By chance, she came across a large crater with two tons of debris still in it. Sticking out from beneath the heavy metal scrap, was one large, silky-furred paw. Chummy’s paw.
Daphne fell to her knees, sobbing. “No Chummy!” She screeched. “You can’t be gone. We need you now. Dammit Chummy, no!”
She lay down beside the paw and petted it. She’d only known Chummy for two years, but he had emerged as a sign of stability and normalcy in an uncertain world. She always knew that the faithful wardog would keep her family, and all the families, safe. There could be no more reliable a friend and neighbor than Chummy. A world without him would be a dangerous one, constantly under threat. A part of her was angry that he’d left her when she needed him. Another part knew the truth. She would miss her friend.

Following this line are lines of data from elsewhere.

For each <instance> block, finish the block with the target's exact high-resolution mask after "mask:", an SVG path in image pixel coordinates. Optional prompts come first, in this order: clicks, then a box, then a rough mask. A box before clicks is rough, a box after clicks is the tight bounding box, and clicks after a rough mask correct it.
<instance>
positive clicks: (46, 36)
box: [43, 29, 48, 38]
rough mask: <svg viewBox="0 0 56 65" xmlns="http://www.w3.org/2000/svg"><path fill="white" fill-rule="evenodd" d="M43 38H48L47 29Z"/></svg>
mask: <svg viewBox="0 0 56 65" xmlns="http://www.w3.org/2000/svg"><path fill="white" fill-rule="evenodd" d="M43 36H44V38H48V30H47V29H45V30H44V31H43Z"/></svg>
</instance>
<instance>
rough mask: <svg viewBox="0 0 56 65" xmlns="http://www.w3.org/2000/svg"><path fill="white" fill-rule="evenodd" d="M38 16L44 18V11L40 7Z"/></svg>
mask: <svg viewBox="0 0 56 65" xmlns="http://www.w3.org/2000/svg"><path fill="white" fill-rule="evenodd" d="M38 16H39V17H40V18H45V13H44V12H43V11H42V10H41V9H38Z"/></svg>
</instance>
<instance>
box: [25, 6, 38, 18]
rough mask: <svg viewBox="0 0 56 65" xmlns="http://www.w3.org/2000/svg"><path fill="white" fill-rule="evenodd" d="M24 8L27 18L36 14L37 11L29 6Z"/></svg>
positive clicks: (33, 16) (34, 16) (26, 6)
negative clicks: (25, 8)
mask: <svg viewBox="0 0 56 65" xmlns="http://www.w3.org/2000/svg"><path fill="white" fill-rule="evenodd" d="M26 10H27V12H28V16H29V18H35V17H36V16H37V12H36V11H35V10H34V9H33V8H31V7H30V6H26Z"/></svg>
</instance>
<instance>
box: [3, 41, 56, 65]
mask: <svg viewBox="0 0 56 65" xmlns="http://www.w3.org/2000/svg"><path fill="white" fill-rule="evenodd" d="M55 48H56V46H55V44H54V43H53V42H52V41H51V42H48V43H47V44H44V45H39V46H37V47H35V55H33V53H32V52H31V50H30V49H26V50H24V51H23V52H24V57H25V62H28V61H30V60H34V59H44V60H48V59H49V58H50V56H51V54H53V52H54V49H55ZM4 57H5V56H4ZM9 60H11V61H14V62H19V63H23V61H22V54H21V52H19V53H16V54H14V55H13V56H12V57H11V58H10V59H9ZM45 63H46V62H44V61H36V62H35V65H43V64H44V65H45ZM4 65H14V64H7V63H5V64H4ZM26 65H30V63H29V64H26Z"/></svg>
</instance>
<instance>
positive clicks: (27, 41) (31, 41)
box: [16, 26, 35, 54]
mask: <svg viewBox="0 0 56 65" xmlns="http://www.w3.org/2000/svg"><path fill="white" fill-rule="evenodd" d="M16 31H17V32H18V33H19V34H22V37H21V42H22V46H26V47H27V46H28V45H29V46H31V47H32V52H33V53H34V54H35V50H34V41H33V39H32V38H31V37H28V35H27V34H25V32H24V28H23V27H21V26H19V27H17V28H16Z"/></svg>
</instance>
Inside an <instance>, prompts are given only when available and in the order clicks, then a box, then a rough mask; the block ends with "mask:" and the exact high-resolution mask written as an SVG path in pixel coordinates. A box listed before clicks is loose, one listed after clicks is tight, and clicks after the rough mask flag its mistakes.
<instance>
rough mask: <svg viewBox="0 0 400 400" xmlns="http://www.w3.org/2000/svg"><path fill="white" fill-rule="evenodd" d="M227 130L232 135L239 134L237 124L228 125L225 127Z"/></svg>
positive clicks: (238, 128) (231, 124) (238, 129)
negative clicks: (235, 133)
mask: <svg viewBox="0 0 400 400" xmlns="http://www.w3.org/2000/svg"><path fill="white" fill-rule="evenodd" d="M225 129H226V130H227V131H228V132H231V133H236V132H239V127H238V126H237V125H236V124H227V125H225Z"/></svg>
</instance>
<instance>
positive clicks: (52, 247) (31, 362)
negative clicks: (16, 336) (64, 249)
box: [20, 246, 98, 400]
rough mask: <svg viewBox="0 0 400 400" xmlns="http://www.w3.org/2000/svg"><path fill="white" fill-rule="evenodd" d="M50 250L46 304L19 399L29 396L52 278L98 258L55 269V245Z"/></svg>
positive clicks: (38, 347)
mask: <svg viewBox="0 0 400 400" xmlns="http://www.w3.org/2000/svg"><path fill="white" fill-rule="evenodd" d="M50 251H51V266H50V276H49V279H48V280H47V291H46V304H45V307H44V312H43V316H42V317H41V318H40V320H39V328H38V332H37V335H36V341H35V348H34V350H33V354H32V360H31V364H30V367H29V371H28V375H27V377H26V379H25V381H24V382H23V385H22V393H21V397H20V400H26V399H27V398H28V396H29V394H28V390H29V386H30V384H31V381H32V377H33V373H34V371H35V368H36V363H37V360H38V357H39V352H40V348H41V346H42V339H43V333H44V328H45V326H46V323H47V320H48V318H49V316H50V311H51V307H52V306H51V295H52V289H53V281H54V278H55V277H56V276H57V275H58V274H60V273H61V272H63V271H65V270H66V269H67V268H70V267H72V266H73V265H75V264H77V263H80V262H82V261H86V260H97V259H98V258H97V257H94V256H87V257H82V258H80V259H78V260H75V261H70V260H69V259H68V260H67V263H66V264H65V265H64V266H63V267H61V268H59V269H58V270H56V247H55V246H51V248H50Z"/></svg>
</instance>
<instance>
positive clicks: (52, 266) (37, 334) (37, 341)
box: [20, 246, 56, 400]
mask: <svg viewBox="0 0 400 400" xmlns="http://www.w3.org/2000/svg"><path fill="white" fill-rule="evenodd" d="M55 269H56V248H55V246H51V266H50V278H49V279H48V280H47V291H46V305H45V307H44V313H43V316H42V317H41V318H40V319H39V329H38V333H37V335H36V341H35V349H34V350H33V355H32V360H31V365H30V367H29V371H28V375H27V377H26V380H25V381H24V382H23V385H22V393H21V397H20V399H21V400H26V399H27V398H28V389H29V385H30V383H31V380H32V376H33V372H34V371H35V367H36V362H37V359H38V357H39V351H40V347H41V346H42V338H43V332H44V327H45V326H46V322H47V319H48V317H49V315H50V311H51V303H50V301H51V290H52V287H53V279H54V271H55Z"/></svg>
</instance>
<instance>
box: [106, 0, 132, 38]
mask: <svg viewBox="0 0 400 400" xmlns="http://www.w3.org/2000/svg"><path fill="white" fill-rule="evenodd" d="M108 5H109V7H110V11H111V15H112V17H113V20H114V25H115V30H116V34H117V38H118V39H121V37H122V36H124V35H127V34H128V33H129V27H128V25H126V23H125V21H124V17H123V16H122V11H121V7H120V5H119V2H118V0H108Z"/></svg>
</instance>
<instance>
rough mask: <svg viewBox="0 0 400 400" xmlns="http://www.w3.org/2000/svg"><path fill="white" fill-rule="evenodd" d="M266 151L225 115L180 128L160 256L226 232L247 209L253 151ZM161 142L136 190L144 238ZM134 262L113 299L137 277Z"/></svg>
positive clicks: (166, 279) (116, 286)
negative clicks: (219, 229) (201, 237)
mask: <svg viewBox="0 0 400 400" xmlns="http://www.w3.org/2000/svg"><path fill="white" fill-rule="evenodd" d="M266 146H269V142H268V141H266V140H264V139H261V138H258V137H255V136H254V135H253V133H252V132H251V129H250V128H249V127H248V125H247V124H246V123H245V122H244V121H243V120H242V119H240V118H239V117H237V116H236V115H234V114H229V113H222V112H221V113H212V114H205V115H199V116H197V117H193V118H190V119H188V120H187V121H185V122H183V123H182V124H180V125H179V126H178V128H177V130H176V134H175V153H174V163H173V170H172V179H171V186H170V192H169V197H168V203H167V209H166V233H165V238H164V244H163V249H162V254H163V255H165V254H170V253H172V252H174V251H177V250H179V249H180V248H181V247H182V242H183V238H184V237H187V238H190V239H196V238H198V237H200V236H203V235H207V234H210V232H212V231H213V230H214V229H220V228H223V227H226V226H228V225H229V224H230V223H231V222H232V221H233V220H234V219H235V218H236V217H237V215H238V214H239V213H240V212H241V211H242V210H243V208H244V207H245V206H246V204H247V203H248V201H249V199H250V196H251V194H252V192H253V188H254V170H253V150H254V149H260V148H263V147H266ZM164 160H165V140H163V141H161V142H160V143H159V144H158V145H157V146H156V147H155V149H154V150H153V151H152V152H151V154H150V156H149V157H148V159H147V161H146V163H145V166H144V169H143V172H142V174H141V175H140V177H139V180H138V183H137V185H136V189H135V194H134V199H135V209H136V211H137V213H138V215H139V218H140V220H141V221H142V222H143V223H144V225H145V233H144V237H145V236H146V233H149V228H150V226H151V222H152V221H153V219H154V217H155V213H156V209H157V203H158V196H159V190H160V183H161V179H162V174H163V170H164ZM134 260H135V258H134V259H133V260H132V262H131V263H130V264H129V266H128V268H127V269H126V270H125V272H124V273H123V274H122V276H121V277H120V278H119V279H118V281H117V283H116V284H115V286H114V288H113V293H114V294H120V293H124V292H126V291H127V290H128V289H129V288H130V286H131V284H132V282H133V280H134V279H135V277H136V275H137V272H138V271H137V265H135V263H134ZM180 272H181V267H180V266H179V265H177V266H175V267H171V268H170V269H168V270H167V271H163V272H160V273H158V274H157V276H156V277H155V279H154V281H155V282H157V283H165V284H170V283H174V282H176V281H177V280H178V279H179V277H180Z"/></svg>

Still sobbing, Daphne fell alseep, her hand on the paw. Had she been awake, she might have noticed the small egg ejected by Chummy earlier had returned, and that it opened by itself. She might have seen how machines far tinier than aphids emerged from it, forming a moving blanket, and that their numbers grew, rapidly.
Daphne dreamed that her ma’a was washing her face, and wouldn’t stop. She thrashed until she awoke from the vivid dream, and saw the debris-covered field again. And then Chummy licked her face once more. She leaned and stared at the over-sized canine head and whispered, “Chummy?”
He folded his ears back, and winked.
“Chummy!” Daphne launched herself at the horse-sized dog, her collision carefully cushioned by his dense fur. She squeezed tight, knowing she could never hurt him. She sobbed some more as Chummy squirmed happily and licked. At last, she pulled back, and looked at the paw still laying on the ground. “Chummy? How?”